BY CONRAD EVARTS // APRIL 9 2019
What’s not to love about spring bear hunting? It gets the winter crust off you, it massively extends one’s annual hunting time, they can be good food and a great trophy.
What’s not to love? Ask Timothy Treadwell. Getting your head crushed by a bear’s jaws is not to love. I’ve made eye contact with a few grizzly bears and a number of black bears. Except the cubs, every one of them was stronger than me and had the advantage in the claws and teeth departments. In Montana, we can’t bait. We have to meet them on their turf and terms and this usually means at eye level. The best time to hunt them here is dusk and like any game species the farther you go back away from roads, the better your odds become.

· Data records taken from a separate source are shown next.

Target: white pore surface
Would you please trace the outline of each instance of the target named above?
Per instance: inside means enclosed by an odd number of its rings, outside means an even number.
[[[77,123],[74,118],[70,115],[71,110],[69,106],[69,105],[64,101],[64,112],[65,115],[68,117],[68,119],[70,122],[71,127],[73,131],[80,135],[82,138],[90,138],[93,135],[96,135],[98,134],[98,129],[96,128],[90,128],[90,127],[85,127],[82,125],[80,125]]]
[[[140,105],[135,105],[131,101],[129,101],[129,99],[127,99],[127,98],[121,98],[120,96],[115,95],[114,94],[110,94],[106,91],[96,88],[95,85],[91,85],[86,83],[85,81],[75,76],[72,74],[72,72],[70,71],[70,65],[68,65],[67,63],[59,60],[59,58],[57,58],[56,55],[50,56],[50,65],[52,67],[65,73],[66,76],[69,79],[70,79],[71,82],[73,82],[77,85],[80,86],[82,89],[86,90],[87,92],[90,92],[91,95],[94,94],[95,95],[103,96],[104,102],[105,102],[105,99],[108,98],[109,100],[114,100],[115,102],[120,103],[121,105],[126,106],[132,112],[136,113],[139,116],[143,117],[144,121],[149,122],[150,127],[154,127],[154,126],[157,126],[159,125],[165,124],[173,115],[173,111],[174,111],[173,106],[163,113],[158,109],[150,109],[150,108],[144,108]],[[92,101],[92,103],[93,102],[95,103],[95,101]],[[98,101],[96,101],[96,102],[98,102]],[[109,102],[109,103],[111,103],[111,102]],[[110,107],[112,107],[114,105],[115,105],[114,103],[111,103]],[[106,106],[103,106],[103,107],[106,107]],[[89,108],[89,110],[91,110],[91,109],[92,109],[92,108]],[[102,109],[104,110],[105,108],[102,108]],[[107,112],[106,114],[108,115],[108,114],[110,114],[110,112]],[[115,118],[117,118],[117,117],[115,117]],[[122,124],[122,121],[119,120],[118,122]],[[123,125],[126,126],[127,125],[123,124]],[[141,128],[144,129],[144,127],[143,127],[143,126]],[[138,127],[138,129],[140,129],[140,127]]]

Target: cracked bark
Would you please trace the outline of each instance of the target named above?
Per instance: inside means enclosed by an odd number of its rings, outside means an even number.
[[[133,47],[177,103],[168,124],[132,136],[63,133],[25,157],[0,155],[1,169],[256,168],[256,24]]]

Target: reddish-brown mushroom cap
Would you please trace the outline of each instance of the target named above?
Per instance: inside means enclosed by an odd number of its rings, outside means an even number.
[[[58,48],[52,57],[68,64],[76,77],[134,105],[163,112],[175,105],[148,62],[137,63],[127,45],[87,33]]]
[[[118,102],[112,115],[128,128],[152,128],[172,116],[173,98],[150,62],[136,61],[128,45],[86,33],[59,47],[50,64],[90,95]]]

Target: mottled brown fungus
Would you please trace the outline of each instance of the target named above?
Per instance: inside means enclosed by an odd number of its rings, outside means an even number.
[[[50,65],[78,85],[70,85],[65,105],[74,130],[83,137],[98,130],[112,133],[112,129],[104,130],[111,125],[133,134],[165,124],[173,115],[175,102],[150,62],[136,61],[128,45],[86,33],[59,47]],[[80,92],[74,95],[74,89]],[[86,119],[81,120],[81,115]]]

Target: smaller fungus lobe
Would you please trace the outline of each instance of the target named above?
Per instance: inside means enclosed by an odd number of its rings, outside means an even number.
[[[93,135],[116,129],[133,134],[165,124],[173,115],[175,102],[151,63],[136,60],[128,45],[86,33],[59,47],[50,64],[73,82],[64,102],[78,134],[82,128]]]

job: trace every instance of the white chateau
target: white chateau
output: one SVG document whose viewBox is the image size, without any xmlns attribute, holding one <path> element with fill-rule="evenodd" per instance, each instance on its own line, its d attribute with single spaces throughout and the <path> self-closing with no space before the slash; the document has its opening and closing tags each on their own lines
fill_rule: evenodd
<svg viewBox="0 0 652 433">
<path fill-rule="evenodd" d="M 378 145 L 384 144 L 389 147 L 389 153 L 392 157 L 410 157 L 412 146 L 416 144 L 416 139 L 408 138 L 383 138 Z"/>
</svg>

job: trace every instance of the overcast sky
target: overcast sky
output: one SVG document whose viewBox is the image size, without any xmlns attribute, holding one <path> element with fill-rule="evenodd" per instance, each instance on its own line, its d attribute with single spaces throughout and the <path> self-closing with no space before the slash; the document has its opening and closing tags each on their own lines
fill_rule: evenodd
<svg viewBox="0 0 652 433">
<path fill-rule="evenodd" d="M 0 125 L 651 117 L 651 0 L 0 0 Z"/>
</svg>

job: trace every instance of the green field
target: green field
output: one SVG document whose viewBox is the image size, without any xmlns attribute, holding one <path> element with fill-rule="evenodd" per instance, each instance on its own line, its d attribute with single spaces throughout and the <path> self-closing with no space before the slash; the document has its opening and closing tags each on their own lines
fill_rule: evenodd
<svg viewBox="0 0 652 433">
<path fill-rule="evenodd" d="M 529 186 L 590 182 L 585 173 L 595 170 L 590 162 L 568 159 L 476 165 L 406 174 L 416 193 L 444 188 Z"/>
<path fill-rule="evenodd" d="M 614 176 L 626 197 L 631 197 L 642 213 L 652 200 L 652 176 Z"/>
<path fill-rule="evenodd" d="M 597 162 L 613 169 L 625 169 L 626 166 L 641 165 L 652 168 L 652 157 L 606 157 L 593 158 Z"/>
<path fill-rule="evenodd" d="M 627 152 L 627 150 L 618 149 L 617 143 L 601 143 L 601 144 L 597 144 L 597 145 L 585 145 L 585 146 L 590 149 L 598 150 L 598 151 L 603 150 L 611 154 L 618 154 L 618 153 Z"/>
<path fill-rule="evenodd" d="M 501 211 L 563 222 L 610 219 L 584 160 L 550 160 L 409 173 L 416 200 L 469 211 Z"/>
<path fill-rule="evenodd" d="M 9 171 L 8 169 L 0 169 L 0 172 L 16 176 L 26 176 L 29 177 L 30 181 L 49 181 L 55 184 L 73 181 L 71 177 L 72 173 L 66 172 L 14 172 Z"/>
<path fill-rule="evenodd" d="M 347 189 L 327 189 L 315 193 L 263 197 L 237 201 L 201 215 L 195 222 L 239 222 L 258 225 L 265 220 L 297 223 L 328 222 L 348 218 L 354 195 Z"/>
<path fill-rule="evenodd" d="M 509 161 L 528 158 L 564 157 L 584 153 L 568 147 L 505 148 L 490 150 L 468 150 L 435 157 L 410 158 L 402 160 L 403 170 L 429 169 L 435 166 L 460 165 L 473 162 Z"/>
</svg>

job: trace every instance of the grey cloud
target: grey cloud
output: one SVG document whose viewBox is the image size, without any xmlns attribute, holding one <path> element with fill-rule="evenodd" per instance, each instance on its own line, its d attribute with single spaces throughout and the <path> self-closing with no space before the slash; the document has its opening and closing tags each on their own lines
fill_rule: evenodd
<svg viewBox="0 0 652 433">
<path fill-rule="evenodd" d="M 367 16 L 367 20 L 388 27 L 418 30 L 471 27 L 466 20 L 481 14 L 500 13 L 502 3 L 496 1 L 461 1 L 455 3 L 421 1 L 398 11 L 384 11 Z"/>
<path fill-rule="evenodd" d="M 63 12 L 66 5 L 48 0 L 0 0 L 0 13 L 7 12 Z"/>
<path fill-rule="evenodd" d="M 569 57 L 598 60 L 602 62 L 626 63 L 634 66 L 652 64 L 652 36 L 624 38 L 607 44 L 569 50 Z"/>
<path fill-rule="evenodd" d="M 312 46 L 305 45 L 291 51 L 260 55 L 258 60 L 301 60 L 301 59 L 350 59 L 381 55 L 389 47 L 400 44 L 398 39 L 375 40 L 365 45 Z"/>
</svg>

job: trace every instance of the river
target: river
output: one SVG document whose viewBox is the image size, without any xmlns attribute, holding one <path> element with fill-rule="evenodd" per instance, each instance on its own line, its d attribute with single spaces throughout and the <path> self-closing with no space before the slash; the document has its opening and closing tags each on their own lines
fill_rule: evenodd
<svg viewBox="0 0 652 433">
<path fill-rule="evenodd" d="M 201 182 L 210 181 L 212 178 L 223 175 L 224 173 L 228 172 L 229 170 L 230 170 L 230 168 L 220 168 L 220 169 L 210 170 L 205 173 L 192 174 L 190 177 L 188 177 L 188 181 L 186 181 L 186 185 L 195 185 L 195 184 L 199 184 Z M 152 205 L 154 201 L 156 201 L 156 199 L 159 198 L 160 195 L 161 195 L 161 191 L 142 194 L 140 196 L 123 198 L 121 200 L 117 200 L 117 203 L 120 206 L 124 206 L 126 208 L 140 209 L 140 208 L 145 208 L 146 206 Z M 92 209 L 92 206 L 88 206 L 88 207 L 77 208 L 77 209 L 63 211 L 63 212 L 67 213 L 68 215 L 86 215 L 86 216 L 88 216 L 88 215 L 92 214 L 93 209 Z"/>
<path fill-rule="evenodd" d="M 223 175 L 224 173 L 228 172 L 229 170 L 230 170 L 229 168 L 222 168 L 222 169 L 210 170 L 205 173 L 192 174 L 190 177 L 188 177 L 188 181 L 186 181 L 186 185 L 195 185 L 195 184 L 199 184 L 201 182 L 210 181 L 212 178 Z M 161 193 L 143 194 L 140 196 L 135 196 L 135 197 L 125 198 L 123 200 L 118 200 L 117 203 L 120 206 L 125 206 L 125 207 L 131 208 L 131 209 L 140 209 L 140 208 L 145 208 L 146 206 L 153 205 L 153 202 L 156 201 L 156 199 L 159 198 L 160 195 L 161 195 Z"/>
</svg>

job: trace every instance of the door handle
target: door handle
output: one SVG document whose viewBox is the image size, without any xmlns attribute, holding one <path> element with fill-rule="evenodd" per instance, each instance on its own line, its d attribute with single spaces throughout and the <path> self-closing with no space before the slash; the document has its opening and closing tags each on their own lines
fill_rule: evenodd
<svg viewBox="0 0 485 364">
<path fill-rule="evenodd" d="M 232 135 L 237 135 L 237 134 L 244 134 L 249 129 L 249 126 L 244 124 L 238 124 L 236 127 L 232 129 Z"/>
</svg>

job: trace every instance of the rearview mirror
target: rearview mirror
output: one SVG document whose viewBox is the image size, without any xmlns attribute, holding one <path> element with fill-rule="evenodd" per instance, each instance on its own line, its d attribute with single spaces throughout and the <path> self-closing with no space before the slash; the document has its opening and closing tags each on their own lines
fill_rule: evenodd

This all adds up to the worst night’s sleep you’ll ever have. You sit on a park deep in the woods. You watch bears until dark. Then you walk a few hundred yards to your spike camp where presumably lie for 6 hours in raw terror in a mummy bag. Each time you go to drain off some adrenaline on a nearby tree the zipper jams at least twice reminding you that if a bear does come calling your going to die trying to unjam a sleeping bag zipper.
The photo shows how I hacked this problem. I stuff a down parka, down gloves, down long johns and down booties in my sleeping bag compression sack and ditch the sleeping bag of doom. I use a hammock instead of a tent and if it rains, I hang a tarp. This means I can see what’s lurking in the brush and don’t turn chipmunks into grizzly bears in my imagination. It also means that I can grab my bear spray if a bear starts sniffing around nearby.
Of course, I practice all the other bear aware strategies like hanging a perimeter string with bells on it and keeping my food away from my sleeping area. All this being the case, no man has ever slept better than me upon returning to my bedroom after a stretch of nights in bear country.